There is no doubt for many students that passing up the opportunity to have the summer of their lives and creating long-lasting memories would be better than giving the coronavirus another chance to spread quicker and harder than before.  

“These decisions take time and consideration to be made. I would want officials to decide whether to cancel or not cancel these events based on [whether or not] it is safe to do so,” freshman marketing major Julia Lukasik said.  

“I love these summer events as much as everyone else, but I would much rather cancel a few summer events and be able to still enjoy the summer and the warm weather and go back to school in the fall.”  

However, some students, such as Lukasik and junior sociology major Lauren Erickson, think that canceling or postponing many of the festivals and activities that happen in late summer this early is a bit too much and should be played by ear. 

 “I think postponing events are good precautions, but cancellations might be a little much. Organizations [and] people should aim to postpone instead of cancel if they can,” Erickson said. 

“Maybe there is a possibility of canceling and postponing too early, but it’s always good to try and be as prepared as we can be during this pandemic. Although I love sports events, concerts, etc. so much, I would personally rather have events be postponed if it’s deemed necessary to help prevent the spread of the virus.” 

Whether the pandemic would still be around for the second half of summer or not, sophomore mass media major Mary Kloser believes having large gatherings throughout summer’s entirety isn’t the safest thing to do for some time after the stay-at-home order is lifted.  

Kloser believes that this pandemic is a perfect opportunity for people to realize that many of the events, such as Lollapalooza, hosted throughout the summer in Illinois are full of health issues to the public’s safety without the virus.  

“I think canceling and postponing events would be the right thing to do. Festivals like Lollapalooza are not necessary, and even without the virus, [are] a germ fest,” Kloser said. 

 “It would be the responsible thing to do to cancel festivals to protect the guests, employees and performers. We aren't looking to continue the spread of the virus, and large gatherings could continue the spread.” 

Since the start of the pandemic, the transition from in-person classes to online classes has been a struggle for many students across the state.  

The heartbreak from not seeing friends, classmates, faculty and the campus views has only given students more of a reason to practice social distancing.  

Advocating for everyone to follow the guidelines and the stay-at-home order has allowed many students to agree that holding off on these summer events would be worth it in terms of guaranteeing a chance of returning back to campus in the fall. 

For junior communication sciences and disorders major Samantha Montag, there is no doubt she would rather take going back to campus in the fall and getting a sense of normalcy back over putting lives at risk by hosting summer events.  

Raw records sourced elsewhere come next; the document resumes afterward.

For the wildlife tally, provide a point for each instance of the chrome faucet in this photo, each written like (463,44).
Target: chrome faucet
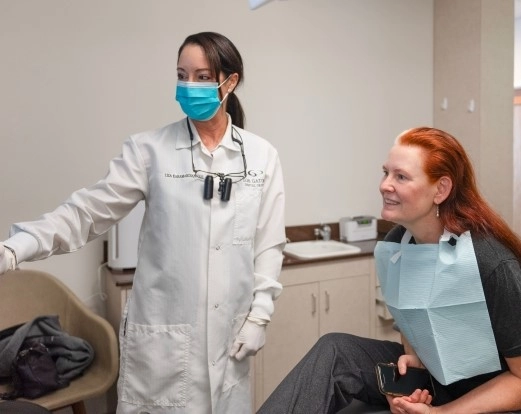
(324,232)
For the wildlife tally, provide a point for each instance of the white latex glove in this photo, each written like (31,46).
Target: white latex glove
(251,338)
(7,260)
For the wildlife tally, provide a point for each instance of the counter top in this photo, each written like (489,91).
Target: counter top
(124,278)
(306,232)
(367,247)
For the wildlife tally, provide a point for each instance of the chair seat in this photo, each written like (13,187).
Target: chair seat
(359,407)
(22,407)
(26,294)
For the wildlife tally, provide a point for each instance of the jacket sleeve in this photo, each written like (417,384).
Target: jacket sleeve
(87,213)
(270,239)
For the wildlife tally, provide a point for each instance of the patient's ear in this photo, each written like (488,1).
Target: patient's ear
(444,188)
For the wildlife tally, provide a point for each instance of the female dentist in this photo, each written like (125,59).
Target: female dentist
(210,247)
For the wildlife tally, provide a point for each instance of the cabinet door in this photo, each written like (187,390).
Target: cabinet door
(292,331)
(344,306)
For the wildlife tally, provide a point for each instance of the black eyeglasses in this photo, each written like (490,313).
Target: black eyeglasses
(225,180)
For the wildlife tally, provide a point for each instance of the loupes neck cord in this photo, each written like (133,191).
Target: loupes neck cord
(225,180)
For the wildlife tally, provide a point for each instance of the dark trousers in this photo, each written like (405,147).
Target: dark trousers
(337,369)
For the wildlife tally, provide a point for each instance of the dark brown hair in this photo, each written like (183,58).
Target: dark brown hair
(223,57)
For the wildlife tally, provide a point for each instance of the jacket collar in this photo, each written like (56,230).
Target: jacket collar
(183,136)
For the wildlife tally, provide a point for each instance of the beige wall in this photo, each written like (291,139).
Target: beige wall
(473,60)
(330,83)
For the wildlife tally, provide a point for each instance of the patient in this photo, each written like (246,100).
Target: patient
(450,274)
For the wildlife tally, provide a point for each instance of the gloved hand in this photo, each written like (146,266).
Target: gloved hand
(7,260)
(251,338)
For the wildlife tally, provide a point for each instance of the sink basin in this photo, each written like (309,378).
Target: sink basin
(318,249)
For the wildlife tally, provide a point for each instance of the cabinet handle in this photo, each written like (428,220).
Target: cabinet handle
(327,300)
(313,304)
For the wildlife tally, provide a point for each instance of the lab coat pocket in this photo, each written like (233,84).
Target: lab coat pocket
(247,205)
(154,365)
(236,370)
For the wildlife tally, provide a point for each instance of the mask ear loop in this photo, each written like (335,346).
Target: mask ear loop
(229,89)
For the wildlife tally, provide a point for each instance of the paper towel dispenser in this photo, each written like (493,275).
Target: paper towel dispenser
(123,239)
(357,228)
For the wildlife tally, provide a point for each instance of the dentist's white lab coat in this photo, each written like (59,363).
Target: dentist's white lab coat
(203,264)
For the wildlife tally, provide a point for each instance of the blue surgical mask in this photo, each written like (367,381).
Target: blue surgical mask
(199,100)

“I agree that this sucks, and it isn't fun that we can't go to events or do the things that we are used to doing. However, I would rather miss out on events this summer than not get to go back to school in the fall or not getting to continue ‘normal life’ as soon as possible,” Montag said.  

“The more we social distance and stop the rapid spread, the sooner we get to go out and continue our lives.” 

With the financial and legal pushbacks that have risen from Pritzker’s stay-at-home order through May 30, the possibility of more pushback with the canceling and postponements of large summer events may be in Illinois’ future.  

“I want these decisions to be made based on what is best for the people who live in our state. This whole thing isn’t about whose political views you agree with, this is about keeping people safe,” Montag said.  

Students statewide have also agreed that the modifications to these plans are set to happen whether these events occur this summer or not.  

To them, taking that risk of overwhelming hospitals and many other locations for a second time would potentially be just as harmless as the first time.  

“[Canceling these events] would benefit the state by further flattening the curve and not overwhelming hospitals. If these events were to happen, I believe there would be a big spike in cases because these events have no way to enforce social distancing,” Lukasik said.